Fig 3Somatic variation processing profile and workflow.
To illustrate key GMS concepts, the processing profiles and workflow for the somatic variation pipeline are shown. Abbreviations: copy number variant (CNV), copy number amplification (CNA), genome analysis tool kit (GATK), insertion/deletion (Indel), loss of heterozygosity (LOH), mapping quality (MQ), single nucleotide variant (SNV), structural variant (SV), variant allele frequency (VAF).
Fig 4HCC1395 (“TST1”) example input, models, and outputs.
A test dataset for the HCC1395 cell line is provided with the GMS software to allow testing of software installation, and facilitate further development. It is also used to illustrate much of the current functionality of the GMS. HCC1395 tumor and the corresponding HCC1395BL ‘normal’ cell line DNA and RNA samples were sequenced by whole genome, exome, and RNA-seq methods producing six sets of instrument data for input to various GMS pipelines. Additional required inputs for the pipelines include a reference genome (e.g., GRCh37), gene annotations (e.g., Ensembl 67_37l), and variant databases (e.g., dbSNP37). Different versions (processing profiles) of the reference alignment were used to align WGS and exome DNA reads to the reference genome. A separate RNA-seq pipeline similarly aligns RNA reads. Alternate versions of the somatic variation pipeline are used to call various types of variants from exome and WGS data by comparing tumor and normal reference alignments. A differential expression pipeline identifies significantly altered transcript expression levels by comparing the tumor and normal RNA-seq alignments. Finally, the MedSeq pipeline summarizes all upstream pipelines into a single convenient result set. This includes a multitude of reports and visualizations for single nucleotide variants (SNVs), Indels (insertions and deletions), SVs (structural variants), CNVs (copy number variations), transcript fusions, differentially expressed genes, alternatively expressed isoforms, and much more. Data types are further integrated to, for example, identify which variants at the DNA level are expressed at the RNA level and which events affect known cancer driver genes or druggable targets.

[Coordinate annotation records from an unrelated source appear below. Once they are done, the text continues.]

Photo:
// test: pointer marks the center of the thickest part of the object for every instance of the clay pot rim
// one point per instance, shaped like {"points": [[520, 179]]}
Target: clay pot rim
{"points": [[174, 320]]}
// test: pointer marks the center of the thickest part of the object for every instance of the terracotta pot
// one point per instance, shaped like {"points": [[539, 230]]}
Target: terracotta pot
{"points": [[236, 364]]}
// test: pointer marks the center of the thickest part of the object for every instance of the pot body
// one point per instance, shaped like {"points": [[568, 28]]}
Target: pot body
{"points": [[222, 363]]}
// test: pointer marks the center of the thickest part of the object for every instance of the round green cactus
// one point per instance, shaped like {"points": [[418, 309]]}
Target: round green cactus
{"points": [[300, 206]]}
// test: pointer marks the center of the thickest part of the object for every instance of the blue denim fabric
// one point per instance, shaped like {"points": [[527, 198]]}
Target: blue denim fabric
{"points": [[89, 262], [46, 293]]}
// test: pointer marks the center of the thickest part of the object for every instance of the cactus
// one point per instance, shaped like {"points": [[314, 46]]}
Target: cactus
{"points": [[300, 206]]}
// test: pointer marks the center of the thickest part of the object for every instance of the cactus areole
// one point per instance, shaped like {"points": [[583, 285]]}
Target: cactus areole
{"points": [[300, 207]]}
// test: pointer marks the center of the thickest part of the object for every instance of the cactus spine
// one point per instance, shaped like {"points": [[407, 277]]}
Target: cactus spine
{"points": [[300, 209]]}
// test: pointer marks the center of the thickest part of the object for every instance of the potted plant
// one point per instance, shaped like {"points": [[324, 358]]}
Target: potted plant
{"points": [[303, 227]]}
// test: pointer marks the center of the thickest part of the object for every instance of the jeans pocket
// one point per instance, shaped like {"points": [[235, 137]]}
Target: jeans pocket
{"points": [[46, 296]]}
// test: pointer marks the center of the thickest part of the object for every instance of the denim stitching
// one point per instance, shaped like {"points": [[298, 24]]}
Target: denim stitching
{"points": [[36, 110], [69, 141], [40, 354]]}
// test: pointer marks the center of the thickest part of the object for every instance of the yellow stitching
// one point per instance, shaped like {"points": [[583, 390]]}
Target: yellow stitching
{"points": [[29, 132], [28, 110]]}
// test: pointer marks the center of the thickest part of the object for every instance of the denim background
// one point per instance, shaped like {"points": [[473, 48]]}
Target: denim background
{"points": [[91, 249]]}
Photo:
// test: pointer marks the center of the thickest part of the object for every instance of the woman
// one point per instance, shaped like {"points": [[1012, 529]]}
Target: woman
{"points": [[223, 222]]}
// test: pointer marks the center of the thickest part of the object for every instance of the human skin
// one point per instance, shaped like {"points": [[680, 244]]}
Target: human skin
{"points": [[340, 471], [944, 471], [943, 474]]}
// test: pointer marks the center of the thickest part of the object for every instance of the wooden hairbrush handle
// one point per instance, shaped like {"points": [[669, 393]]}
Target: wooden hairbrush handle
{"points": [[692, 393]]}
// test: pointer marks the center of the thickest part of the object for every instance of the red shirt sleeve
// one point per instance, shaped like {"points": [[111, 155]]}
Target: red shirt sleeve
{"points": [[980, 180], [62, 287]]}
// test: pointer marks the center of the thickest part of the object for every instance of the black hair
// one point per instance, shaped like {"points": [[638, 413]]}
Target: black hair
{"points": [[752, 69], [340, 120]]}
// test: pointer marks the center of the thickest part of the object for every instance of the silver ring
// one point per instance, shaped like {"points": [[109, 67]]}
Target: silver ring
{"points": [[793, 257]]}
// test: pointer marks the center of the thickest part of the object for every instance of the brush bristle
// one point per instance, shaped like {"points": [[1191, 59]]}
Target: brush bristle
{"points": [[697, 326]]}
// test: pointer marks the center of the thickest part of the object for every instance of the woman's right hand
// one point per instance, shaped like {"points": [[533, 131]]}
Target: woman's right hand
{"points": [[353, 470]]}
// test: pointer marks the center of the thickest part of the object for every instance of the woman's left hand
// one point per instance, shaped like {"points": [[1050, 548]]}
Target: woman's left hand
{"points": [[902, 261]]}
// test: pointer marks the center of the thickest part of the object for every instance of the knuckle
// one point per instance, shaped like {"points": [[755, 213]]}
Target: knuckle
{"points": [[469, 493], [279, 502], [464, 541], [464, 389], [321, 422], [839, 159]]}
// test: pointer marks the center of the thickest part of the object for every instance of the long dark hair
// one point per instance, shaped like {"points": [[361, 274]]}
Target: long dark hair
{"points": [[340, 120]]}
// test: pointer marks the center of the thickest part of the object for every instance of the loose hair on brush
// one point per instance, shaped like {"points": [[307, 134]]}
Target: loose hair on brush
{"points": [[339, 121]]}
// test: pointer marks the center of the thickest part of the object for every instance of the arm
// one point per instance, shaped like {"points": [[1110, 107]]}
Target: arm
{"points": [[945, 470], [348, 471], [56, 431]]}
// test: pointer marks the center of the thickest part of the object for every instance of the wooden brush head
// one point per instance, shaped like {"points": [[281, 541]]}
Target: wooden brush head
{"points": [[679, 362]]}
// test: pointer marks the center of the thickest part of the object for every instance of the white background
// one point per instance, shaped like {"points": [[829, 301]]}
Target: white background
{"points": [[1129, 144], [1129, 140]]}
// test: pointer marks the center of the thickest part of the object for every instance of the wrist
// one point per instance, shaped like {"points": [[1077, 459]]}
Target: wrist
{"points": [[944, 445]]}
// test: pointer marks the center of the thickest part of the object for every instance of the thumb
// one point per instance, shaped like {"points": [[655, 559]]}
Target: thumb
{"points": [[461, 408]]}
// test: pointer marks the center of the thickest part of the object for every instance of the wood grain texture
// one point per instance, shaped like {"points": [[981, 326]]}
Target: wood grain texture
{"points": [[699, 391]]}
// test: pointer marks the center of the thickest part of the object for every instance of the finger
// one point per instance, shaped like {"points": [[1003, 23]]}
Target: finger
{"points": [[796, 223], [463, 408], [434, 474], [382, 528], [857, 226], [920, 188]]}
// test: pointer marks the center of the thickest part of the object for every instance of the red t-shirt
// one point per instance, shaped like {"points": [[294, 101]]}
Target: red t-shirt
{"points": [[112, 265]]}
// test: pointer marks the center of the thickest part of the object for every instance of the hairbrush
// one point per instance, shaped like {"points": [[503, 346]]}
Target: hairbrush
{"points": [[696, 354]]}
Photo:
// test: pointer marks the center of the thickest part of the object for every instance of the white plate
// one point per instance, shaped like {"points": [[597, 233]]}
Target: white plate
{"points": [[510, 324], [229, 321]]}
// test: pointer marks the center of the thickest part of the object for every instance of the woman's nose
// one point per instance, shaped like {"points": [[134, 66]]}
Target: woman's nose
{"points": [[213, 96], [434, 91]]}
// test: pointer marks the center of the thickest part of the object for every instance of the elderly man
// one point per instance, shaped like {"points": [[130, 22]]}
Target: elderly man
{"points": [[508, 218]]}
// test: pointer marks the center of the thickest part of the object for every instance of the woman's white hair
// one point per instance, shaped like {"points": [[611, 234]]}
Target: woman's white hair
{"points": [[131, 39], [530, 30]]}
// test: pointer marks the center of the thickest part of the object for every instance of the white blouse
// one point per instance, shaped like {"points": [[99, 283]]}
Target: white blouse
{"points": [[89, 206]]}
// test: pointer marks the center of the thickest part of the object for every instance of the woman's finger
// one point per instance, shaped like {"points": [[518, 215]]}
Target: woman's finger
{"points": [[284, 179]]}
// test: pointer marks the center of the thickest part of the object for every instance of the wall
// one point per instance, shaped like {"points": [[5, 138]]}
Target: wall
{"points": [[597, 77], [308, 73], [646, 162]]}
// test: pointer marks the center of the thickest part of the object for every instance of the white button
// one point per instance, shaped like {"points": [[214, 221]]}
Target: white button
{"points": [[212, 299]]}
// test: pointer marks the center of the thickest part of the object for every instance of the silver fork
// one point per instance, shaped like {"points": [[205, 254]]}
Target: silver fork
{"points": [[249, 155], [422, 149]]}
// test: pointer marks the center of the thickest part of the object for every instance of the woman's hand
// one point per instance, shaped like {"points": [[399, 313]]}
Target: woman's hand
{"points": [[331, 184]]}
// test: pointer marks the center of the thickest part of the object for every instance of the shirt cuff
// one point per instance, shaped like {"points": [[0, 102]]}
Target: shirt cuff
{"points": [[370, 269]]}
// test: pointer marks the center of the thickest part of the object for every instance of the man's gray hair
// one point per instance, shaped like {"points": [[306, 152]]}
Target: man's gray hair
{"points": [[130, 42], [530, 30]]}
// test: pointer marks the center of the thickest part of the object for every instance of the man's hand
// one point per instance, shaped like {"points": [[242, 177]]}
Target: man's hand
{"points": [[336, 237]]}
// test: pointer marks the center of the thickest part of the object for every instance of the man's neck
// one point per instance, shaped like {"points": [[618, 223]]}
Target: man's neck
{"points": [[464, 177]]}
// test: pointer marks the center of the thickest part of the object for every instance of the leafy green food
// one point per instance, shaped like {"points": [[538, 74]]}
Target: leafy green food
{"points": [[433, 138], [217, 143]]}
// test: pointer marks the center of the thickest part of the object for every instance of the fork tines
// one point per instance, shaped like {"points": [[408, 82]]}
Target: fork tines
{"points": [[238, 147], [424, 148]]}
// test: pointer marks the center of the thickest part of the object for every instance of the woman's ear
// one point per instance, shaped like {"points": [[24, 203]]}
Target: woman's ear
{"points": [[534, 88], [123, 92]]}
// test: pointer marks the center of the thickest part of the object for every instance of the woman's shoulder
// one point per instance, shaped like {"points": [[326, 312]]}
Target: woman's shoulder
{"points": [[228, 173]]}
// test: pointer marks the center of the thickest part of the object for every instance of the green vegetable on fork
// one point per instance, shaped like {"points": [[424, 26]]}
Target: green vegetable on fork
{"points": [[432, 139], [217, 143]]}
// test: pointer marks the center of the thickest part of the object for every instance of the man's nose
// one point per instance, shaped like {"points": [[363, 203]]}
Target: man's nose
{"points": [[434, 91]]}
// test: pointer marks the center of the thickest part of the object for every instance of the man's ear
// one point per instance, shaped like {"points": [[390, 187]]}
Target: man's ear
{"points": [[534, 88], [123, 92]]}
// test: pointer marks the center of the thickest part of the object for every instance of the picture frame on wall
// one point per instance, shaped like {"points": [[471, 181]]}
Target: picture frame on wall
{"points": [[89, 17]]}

Fig 5Circos plot of HCC1395 tumor/normal comparison.
Circos is a popular tool for summarizing genomic events in a tumor genome. This is just one of many automatically generated visualizations made possible by the GMS. In this example, the WGS, exome and RNA-seq data for HCC1395 are displayed in several tracks along with additional visualizations illustrating individual events. Moving inwards, SNVs and Indels are plotted on the outermost track, then highly expressed genes, CNVs, and finally chromosomal translocations at the center. For events predicted to affect protein coding genes, additional plots are auto-generated to display the mutation position relative to protein domains and previously reported mutations from the Cosmic database, as illustrated in the topmost plot. Moving clockwise, a screenshot of IGV demonstrates one of the somatic deletions identified. IGV XML sessions are automatically generated to allow rapid manual review of all predicted events. Next, a histogram illustrates the expression of a single highly expressed gene relative to the distribution of expression for all genes. Then, a CNV plot is shown for an amplified portion of one chromosome. Finally, the coverage and supporting reads for a chromosomal translocation are depicted.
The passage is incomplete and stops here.